А Матюшка глядел на своих спутников и ухмылялся в свои колючие усы. Они кудрявились у него большими завитками жёсткими.

Шли, шли они и уже мечтали о ночлеге, как вдруг бесшумно вышли три фигуры на дорогу, им путь загородили. Какие-то бездомные, бродяги, свой брат… «Бить будут!..» Вот это Гринька точно знал и сразу же в кусты подался.

– Стой, куда ты!.. – рявкнул Матюшка вслед ему.

И Гринька замер, как будто к матушке-земле прилип, и в плечи голову втянул… «Бить будут!» – опять защекотала его всё та же мыслишка где-то по низу живота… Но нет, всё тихо, никто не тащит за волосы его, не бьёт и не орёт… Он обернулся и увидел, что его попутчики уверенно отмахиваются от бродяг. Тогда он заспешил к ним неторопливо. И радостно взирал он со стороны, как ловко орудует Глазастый одной лишь палкой… «И справиться он сможет без меня!..» Вот одного достал Глазастый здорово. И завертелся тот на месте, схватился за голову разбитую и тут же дунул зайцем по дороге, прочь от настырных товарищей своих… И писарь тоже оказался неплохим бойцом: подбил он глаз грабителю второму. А третий не стал ждать, когда очередь дойдёт и до него: исчез в кустах, куда вот только что хотел сбежать и Гринька.

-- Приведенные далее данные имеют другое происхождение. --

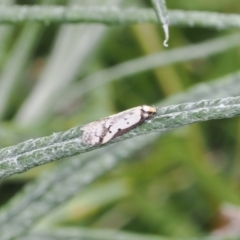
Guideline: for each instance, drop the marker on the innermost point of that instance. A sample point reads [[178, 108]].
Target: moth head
[[147, 111]]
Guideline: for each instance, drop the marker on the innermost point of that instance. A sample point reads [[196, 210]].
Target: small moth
[[102, 131]]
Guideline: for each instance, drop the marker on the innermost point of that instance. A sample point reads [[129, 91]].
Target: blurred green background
[[174, 187]]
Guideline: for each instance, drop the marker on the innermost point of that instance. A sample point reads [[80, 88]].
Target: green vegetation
[[64, 64]]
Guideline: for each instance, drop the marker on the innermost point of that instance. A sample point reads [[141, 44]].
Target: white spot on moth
[[102, 131]]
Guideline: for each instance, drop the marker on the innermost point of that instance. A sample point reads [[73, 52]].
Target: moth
[[105, 129]]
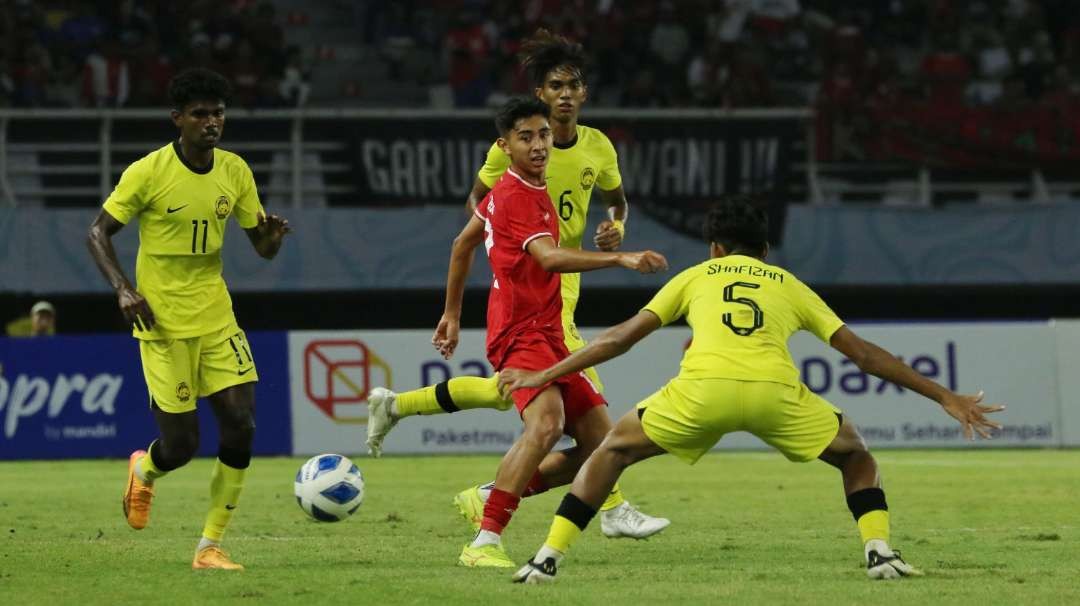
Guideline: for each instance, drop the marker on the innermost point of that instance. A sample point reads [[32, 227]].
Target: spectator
[[42, 320], [105, 79]]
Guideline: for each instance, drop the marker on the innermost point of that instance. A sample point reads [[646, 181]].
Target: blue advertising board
[[80, 396]]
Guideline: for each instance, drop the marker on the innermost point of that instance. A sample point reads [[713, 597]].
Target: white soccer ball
[[329, 487]]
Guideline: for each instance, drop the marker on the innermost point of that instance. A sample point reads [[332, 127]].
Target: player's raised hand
[[446, 336], [971, 414], [273, 226], [512, 379], [608, 237], [135, 308], [646, 261]]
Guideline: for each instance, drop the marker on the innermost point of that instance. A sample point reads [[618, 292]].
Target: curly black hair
[[197, 84], [517, 108], [545, 51], [739, 223]]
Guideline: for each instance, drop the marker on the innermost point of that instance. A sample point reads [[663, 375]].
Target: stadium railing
[[90, 148]]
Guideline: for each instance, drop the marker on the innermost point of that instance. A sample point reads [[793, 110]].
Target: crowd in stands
[[122, 53], [878, 72]]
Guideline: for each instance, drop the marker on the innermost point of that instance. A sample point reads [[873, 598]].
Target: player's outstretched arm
[[134, 307], [569, 260], [610, 344], [267, 234], [611, 231], [477, 193], [446, 335], [876, 361]]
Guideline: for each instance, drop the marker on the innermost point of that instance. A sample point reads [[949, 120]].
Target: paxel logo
[[28, 395], [822, 376], [337, 376]]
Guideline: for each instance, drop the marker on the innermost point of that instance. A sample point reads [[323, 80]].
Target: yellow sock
[[615, 499], [150, 472], [562, 535], [225, 486], [459, 393], [477, 392], [418, 402], [874, 525]]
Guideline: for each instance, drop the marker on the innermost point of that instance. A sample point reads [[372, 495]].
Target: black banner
[[672, 167]]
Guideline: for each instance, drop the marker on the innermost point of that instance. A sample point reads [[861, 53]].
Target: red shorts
[[536, 352]]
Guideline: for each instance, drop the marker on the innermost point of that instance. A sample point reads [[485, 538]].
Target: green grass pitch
[[987, 526]]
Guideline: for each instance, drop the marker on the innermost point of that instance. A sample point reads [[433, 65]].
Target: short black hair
[[739, 223], [517, 108], [197, 84], [545, 51]]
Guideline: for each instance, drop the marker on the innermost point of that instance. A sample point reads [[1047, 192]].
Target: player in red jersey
[[520, 230]]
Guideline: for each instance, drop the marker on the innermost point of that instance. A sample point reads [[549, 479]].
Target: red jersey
[[524, 298]]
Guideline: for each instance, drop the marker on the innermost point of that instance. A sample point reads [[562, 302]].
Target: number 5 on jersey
[[729, 295]]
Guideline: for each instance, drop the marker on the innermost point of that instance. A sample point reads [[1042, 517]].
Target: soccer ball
[[328, 487]]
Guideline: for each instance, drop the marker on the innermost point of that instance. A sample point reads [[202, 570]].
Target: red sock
[[535, 486], [498, 510]]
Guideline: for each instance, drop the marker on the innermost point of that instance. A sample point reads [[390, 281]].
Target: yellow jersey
[[742, 311], [183, 213], [572, 171]]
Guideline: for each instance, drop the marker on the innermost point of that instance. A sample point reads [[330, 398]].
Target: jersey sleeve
[[814, 313], [609, 177], [527, 220], [247, 207], [129, 198], [672, 301], [495, 164]]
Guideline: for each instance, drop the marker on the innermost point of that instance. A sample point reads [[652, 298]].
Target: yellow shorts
[[687, 417], [178, 372], [574, 342]]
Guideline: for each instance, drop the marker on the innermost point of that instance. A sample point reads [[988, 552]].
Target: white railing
[[296, 145], [815, 183]]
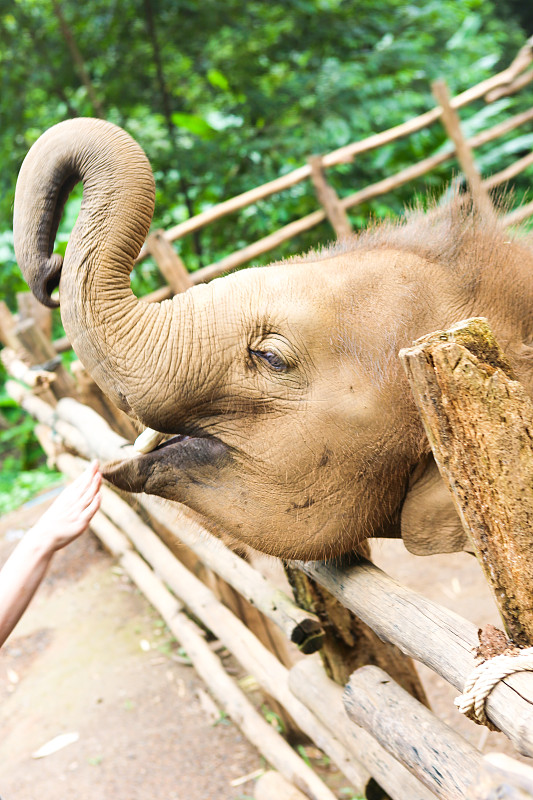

– Вот так мы их – воров, грабителей! – прокричал вслед им Гринька и пустился в пляску на дороге, воинственно размахивая чужими, в заплатах сапогами.

И даже писарь, молчун Алёшка, взвизгнул, пронзительно и тонко, и начал выделывать в пыли коленца.

– Ладно, хватит – пошли! – остановил их Матюшка, взирая равнодушно на них, своих случайных спутников, оборванных завзятых простаков… «Ну точно кармелиты!..»

Друзья взбодрились после драки и теперь уже смело двинулись через тёмный лес.

– Убивцы!.. Канальи! – провожая их, ещё долго неслись крики из глуши урмана и эхом отзывались на лесной дороге. – Ужо пойдёте тут!.. Тогда и поквитаемся!.. Собаки!.. Голодранцы!..

На ночь они устроились всё в том же лесу, у костра, уже уверенные, что больше никто не посмеет и пальцем тронуть их.

Горит костёр. Тепло. Матюшка щедро накормил попутчиков своих: из тех запасов, что добыл в деревне у Николки. И Гринька, поев, сразу же сомлел, клюнул носом, свалился тут же, захрапел. А Матюшка ещё долго сидел с Алёшкой у огня и говорил, а тот, «Немой», молчал обычным делом. Так время шло у них… Матюшка выговорился весь и стал пустой. И вот, скучая, решил он поиграть с Алёшкой.

– Ты знаешь, – тихо шепнул он писарю, – я – Андрей Нагой, дядя царя Димитрия, – сверкнули в ночи большие глаза его. Свет от костра пятном рассёк его широкий подбородок. И по лесу как будто шорох пробежал, и кто-то дико там захохотал: «Ха-ха-ха!..» Похоже, филин пугает, на всех наводит страх…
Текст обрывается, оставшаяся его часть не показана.